Guerrero did not like to see him like that. No man should have had to be seen like that, and what made it the more heart-rending, was that there was nothing, except that nictitating eyelid, to see. Outwardly life went on as it always had.

But though life is best maintained by keeping up appearances, it can seldom be saved by the same means.

Everyone in that city came and went as they always had, but they came and went now a little nervously. It was a long time since they had had any enemy, and though that enemy was far away and unseen, they could remember the boat in the bay last year, the assault on the town, and under the surface things were not the same.
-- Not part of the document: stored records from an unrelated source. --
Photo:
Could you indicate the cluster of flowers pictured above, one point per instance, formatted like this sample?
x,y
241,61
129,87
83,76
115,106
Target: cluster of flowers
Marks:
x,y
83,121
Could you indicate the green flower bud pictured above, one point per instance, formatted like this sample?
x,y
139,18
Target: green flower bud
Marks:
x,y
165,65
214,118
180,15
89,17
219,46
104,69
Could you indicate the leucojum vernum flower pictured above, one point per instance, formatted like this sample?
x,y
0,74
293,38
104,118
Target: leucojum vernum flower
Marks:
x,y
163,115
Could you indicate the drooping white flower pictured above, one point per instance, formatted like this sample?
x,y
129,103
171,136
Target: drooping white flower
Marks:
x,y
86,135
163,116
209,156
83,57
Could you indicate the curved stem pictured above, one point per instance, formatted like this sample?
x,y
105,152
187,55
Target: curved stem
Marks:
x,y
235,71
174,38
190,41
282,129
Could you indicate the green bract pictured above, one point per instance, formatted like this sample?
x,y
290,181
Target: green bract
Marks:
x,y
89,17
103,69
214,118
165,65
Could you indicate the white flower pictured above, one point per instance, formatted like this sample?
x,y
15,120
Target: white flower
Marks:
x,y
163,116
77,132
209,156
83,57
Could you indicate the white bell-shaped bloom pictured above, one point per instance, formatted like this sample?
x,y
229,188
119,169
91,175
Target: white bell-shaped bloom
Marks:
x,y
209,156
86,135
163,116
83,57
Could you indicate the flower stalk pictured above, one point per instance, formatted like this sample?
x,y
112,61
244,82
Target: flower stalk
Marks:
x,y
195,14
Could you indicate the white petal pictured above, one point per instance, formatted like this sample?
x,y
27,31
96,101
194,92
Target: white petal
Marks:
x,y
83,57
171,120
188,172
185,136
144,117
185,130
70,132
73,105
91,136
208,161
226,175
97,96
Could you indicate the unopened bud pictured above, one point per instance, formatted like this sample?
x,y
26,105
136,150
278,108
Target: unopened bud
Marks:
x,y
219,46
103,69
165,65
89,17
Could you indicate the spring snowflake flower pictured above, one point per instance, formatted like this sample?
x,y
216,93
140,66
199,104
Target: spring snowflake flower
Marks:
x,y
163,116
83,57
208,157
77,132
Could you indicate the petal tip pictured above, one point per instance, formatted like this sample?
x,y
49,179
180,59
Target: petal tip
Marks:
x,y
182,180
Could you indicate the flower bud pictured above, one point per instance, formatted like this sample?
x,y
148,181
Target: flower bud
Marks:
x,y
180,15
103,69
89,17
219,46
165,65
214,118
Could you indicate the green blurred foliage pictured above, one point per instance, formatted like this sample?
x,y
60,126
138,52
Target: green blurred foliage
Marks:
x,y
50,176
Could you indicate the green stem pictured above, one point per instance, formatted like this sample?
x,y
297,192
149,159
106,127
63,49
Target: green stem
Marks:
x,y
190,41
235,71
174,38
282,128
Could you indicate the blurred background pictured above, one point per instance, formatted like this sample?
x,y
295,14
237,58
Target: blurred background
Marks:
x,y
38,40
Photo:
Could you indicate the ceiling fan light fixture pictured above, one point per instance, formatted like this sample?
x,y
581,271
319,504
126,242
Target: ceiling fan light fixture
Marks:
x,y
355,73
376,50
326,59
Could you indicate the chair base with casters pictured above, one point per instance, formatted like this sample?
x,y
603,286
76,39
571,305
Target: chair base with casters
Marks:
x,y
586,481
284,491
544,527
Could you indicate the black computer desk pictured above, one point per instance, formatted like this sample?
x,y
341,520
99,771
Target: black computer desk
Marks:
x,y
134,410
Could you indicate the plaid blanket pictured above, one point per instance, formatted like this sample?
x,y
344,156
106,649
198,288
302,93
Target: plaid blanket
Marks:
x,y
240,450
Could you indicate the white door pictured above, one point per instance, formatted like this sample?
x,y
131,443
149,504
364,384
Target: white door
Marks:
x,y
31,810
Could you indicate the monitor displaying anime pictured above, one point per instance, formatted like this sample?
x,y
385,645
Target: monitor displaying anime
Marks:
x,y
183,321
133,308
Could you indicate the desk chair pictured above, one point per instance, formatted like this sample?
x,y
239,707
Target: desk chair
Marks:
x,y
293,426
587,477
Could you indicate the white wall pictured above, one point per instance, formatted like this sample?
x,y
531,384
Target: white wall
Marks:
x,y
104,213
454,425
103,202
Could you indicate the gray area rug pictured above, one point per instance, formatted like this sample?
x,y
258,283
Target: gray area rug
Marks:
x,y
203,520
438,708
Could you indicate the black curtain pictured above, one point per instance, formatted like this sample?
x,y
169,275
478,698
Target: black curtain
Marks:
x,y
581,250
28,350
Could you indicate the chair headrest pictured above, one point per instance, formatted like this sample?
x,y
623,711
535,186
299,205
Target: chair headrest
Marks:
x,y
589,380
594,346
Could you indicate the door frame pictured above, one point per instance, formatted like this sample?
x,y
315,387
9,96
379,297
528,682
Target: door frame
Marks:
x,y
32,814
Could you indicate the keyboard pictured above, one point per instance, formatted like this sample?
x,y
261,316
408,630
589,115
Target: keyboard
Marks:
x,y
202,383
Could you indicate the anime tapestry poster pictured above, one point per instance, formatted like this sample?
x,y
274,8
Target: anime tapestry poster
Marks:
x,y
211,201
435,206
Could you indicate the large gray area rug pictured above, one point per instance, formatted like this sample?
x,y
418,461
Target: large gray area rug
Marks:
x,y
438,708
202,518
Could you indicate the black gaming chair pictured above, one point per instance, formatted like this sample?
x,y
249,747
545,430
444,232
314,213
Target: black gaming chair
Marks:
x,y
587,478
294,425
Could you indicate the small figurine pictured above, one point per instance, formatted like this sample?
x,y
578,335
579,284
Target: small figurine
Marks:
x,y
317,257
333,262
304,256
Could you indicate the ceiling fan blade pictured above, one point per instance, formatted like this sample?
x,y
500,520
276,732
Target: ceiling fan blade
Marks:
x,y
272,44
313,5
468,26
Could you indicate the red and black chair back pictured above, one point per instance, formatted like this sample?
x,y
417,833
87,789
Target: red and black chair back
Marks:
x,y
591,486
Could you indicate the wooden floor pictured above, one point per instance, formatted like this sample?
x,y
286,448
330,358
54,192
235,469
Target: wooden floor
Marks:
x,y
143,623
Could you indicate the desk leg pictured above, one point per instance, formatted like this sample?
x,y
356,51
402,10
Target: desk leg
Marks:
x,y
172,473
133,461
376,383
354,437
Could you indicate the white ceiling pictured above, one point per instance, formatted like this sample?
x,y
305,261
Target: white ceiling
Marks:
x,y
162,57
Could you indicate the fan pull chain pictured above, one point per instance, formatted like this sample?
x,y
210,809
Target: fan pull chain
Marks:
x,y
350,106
There was a diminution of trade. At first only the merchants noticed it, for at first it was very slight, and of course made-up luxury goods had stopped coming through from Mexico years before. Only the upper classes missed them, so though a few grumbled, none was alarmed. Then the supply of incense balls began to decrease, and the priests had to have incense. It came from the hill country of Honduras, where there were no Spaniards. The Spaniards therefore must be somewhere in between, though almost no-one knew exactly where.

They were in the state of Chuauca, marching towards Mani. There had been no resistance in Chuauca. Davila’s strategy was hard to understand, from this distance, but his reception in Mani might not be so peaceful. Mani was ruled by the Xiu. Guerrero consulted with Nachancan, who had no direct heirs, and sent off envoys laden with gifts and promises.

He had never met the Xiu, but he knew their history. They
were an ancient and rancorous people, cold, harsh, and hard, whose sole desire was to burst back into their former glories, they did not care at what cost, or to whom.

To them their past and their present were the same thing, and of that past there had been a good deal, so they thought they loomed larger than they did.

They called themselves Toltecs from Tula, that real capital which had been legendary for hundreds of years. They had ruled all northern Yucatan, until taken prisoners by their own mercenaries. That yoke they had thrown off sixty years ago, but they had yet to slip their own back on. Like all dynasties who had once ruled, they wanted the old order back again, and would recognize no other.

It might be well to feed that vanity. Guerrero offered them inheritance of the province of Chetumal if they would destroy the Spanish. It was a secret offer, but Nachancan endorsed it. It demeaned him, but what else was there to do?